This is not a story about a ghost. This is a story about a gas bubble, a molecular twang, a memory.
In the weeks after my cat died, I sometimes still felt her jumping on the bed near my feet, just as I was falling asleep. The mattress would dip down, the sheet would stretch tight across my calf, and I’d wait for her to climb onto my anklebone, to circle and then settle her soft little body down in a curl around my foot. Because it happened as I was falling asleep, it was a quick flash of consciousness—Bleu was there on the bed, somehow, and then I was asleep.

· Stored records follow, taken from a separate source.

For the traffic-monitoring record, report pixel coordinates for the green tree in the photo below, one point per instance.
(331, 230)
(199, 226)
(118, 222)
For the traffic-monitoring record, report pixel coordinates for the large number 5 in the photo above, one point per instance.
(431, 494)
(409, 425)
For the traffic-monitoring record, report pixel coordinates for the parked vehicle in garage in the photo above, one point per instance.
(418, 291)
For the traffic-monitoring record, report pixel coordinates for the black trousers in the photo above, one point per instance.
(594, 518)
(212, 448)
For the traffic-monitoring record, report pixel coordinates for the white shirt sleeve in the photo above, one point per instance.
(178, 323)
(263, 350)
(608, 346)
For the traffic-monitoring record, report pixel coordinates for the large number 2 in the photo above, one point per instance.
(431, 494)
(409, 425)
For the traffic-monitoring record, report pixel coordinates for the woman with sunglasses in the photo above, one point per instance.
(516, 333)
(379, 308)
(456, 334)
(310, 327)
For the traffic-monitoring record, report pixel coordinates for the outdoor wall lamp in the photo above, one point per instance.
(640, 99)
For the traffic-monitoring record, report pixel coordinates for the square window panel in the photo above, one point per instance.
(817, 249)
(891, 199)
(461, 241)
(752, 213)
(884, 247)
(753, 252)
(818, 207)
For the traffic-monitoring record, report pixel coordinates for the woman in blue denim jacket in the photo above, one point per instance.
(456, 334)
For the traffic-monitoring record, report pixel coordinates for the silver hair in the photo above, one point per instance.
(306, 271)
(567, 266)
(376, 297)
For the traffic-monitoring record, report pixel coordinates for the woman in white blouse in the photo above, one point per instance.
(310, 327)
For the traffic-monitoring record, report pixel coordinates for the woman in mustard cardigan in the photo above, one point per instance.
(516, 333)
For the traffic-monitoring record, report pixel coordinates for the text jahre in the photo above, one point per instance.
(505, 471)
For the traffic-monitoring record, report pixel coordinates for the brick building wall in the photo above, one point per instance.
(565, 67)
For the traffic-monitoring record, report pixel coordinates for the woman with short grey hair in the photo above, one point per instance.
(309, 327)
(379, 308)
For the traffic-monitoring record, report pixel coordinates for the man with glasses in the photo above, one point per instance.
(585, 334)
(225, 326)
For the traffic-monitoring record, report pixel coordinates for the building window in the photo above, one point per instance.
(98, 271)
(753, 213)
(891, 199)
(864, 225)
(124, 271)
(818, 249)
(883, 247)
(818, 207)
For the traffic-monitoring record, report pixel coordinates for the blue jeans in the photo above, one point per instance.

It wasn’t until I woke up later that I remembered and thought of her. I didn’t know what her visit was supposed to mean, but it soothed me. I was sad that she’d died, but I was already so overcome with grief I could barely feel the additional sorrow. Her death came just days after my husband Nathan and I learned that our daughter Pearl had died of an umbilical cord accident, and so the loss of my beloved cat, my constant companion since I was twenty, ended up feeling like something had slipped away underwater, nearly an afterthought.
In the weeks after Pearl died, I could sometimes still feel her kicking inside of my still-swollen belly. The pamphlets from the hospital warned me that I might experience these phantom kicks. Apparently it wasn’t an uncommon sensation, but those of us who weren’t busy nursing and changing diapers and staggering across the hallway in the middle of the night felt these kicks more acutely: we had a laser-like focus on our hollow bodies, so recently bursting with life.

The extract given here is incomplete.